Government and Technology. "Interoperability standards" did not need to be imposed so that my Mac e-mail can communicate with Yahoo. The computer industry accommodated my needs, not by subsidy but by innovation and competition. In Canada, the government bestowed $6 million on our region to develop telemedicine. There were no results for 6 years. Then I learned in the news that a woman hundreds of miles away could have her mammogram instantly read by one of the three radiologists in my department in Thunder Bay, who had to cover a region with 250,000 patients. We had not been consulted. With government at the helm, the rational introduction of information technology will be impeded, not facilitated, no matter how much money is thrown at the problem.
Lee Kurisko, M.D., Eden Prairie, MN


The Price of Participation. According to a survey by Medical Group Management Association (MGMA), the cost of dealing with health plans averages $70,000 per physician per year. The average primary-care physician spends 4.5 hours per week dealing with plans, on everything from contracts to quality data reporting. Physicians may spend as much as 14% of their revenue on efforts to collect it! (Am News 6/8/09).
Albert Fisher, M.D., Oshkosh, WI


Deadbeats.
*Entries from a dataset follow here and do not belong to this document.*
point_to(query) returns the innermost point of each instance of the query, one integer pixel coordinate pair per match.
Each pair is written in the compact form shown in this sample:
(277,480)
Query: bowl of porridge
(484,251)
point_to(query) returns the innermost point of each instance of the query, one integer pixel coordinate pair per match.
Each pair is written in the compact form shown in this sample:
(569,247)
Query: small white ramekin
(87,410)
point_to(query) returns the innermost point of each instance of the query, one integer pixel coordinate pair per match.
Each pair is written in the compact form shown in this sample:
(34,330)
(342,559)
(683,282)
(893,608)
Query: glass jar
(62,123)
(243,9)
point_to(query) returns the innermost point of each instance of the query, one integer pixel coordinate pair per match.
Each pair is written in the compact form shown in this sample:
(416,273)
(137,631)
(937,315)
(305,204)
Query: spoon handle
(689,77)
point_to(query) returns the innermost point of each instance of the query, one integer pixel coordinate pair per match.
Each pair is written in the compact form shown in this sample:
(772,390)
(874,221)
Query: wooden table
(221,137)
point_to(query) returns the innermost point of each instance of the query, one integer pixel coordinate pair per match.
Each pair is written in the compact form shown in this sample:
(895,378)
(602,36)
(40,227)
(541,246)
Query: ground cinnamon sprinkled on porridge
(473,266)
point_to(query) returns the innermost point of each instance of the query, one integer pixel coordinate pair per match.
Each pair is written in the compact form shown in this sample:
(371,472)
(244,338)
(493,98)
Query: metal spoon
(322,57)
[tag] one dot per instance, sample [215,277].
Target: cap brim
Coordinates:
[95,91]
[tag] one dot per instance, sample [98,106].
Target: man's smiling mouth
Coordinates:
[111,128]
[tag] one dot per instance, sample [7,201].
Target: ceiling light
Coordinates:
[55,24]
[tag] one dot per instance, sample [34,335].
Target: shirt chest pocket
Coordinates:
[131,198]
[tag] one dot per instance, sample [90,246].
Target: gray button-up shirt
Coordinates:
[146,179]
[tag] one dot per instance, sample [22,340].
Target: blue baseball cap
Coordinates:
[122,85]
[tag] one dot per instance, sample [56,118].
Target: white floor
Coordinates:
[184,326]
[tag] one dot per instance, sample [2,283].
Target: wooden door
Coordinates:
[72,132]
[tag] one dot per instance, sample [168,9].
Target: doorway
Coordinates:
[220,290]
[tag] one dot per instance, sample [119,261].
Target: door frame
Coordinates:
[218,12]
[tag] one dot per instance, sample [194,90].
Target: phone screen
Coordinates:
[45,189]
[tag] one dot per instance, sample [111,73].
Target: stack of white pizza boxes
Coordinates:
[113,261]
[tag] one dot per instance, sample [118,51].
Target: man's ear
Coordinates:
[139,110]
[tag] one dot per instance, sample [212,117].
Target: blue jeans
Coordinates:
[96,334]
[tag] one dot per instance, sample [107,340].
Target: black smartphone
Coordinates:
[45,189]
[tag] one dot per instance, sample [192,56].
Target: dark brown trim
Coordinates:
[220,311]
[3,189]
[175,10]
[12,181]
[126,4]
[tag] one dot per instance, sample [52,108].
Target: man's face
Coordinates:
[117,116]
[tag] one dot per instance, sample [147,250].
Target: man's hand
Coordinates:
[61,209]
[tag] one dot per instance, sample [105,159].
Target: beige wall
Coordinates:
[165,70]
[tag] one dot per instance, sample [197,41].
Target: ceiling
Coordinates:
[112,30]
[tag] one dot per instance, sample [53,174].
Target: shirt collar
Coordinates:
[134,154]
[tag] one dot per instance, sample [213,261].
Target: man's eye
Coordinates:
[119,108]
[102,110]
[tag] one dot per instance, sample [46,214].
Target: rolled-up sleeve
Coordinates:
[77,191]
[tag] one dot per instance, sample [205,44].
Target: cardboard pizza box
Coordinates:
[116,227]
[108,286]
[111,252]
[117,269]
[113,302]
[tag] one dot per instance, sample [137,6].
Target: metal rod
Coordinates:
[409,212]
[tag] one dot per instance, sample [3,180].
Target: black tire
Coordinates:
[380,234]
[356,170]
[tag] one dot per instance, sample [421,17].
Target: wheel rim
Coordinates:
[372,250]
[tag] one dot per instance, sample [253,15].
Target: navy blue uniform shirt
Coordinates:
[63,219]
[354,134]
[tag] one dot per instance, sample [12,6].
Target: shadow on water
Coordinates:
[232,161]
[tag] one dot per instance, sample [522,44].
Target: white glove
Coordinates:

An official of Great West Insurance Company admitted under oath in a deposition that her company eventually paid only $100 of the $12,000 billed by a medical practice. Is there any other industry in America where payment of less than 1% of the billed charge would be considered a legitimate practice?
Walter Borg, M.D.


Juxtaposition. The Aug 31, 2009, New Yorker article on "Status Quo Anxiety," defending Obama's healthcare reform, appeared adjacent to an article on corruption in the New York public school system and the impossibility of firing incompetent teachers because of the union ("Rubber Room" by Steven Brill). "Reform" organized by Service Employees International Union (SEIU) would likely be just as corrupt and absurdly expensive. As National Right to Work Committee Chairman Mark Mix points out, ObamaCare is a Trojan horse for more forced unionization.
Howard Maccabee, M.D., Walnut Creek, CA


Choice. Some people would choose to have government pay for their food, housing, and clothing. That is not a legitimate choice. Choice means allowing people to spend their own money as they prefer; it does not allow them to spend my money.
Greg Scandlen, Heartland Institute


Unprecedented Public Involvement. An insurance agent needed some home repairs. The plumber, knowing she sold insurance, asked to discuss proposed reform. From his truck, he brought a three-ring binder, with H.R. 3200 and his many sticky notes. Have citizens ever before read the bills?
Dave Racer, M. Litt., St. Paul, MN


P4P. Pay for performance will be followed by pay for outcome-measured in dollars. Beware of geriatrics. If your death rate is higher than average, your quality is suspect, especially if your independent practice is more popular than the hospital's in-house bought practice. If the King died, so did the doctor. In the modern scenario, the practice dies, for lack of income.